22 de Outubro de 2025
Como evitar overengineering
Como defender uma solução mais simples sem soar superficial, preguiçoso ou cego para riscos futuros.
Andrews Ribeiro
Founder & Engineer
6 min Intermediario Pensamento
Trilha
Trilha para entrevistas de startup engineer
Etapa 4 / 11
O problema
Tem um tipo de erro que muita gente comete tentando parecer mais madura do que o problema pede:
complicar cedo demais.
O raciocínio costuma vir assim:
- “vai que no futuro precisamos disso”
- “melhor já deixar preparado”
- “se crescer, isso aqui não escala”
Às vezes esse cuidado faz sentido.
Muitas vezes ele vira:
- camada demais
- abstração demais
- configuração demais
- flexibilidade demais
antes mesmo de existir pressão real para isso.

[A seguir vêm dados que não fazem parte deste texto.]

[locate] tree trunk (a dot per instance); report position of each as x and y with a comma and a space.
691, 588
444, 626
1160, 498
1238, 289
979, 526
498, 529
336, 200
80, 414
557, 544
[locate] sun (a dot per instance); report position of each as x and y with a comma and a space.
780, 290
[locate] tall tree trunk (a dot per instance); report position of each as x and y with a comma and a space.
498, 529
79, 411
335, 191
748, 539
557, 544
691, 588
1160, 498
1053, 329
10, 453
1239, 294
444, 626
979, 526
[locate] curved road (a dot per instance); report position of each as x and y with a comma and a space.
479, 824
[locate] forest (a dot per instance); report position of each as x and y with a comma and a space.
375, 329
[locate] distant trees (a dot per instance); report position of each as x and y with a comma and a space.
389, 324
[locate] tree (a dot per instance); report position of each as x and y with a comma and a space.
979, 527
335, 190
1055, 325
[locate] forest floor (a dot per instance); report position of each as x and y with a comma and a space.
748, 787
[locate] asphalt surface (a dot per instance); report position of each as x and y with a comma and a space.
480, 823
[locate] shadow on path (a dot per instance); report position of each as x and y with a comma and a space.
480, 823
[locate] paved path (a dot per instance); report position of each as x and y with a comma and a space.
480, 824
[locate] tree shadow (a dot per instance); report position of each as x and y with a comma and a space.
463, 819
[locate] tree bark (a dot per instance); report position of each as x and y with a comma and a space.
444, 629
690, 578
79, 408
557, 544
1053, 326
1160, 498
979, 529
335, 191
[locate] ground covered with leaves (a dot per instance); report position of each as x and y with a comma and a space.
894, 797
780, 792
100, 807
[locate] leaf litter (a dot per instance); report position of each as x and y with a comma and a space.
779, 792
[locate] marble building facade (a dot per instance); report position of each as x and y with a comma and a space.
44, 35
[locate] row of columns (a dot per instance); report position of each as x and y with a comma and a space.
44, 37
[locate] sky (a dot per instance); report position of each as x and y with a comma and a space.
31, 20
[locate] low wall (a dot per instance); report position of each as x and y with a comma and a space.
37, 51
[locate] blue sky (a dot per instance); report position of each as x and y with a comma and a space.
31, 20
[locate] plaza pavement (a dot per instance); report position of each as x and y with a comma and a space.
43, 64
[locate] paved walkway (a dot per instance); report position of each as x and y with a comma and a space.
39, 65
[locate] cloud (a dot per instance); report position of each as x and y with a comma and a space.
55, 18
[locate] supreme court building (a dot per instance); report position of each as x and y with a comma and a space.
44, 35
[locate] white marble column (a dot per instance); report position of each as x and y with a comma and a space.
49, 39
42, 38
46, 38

E aí nasce o overengineering.
O problema é que, quando alguém tenta evitar isso, corre o risco de soar simplista:
“faz o básico e pronto”
Só que essa resposta também é fraca.
Porque simplificação vazia não é o oposto de overengineering.
É só pouca clareza com menos código.
Modelo mental
Pense assim:
evitar overengineering é escolher a menor complexidade que resolve bem o problema de agora sem fechar as portas óbvias de amanhã.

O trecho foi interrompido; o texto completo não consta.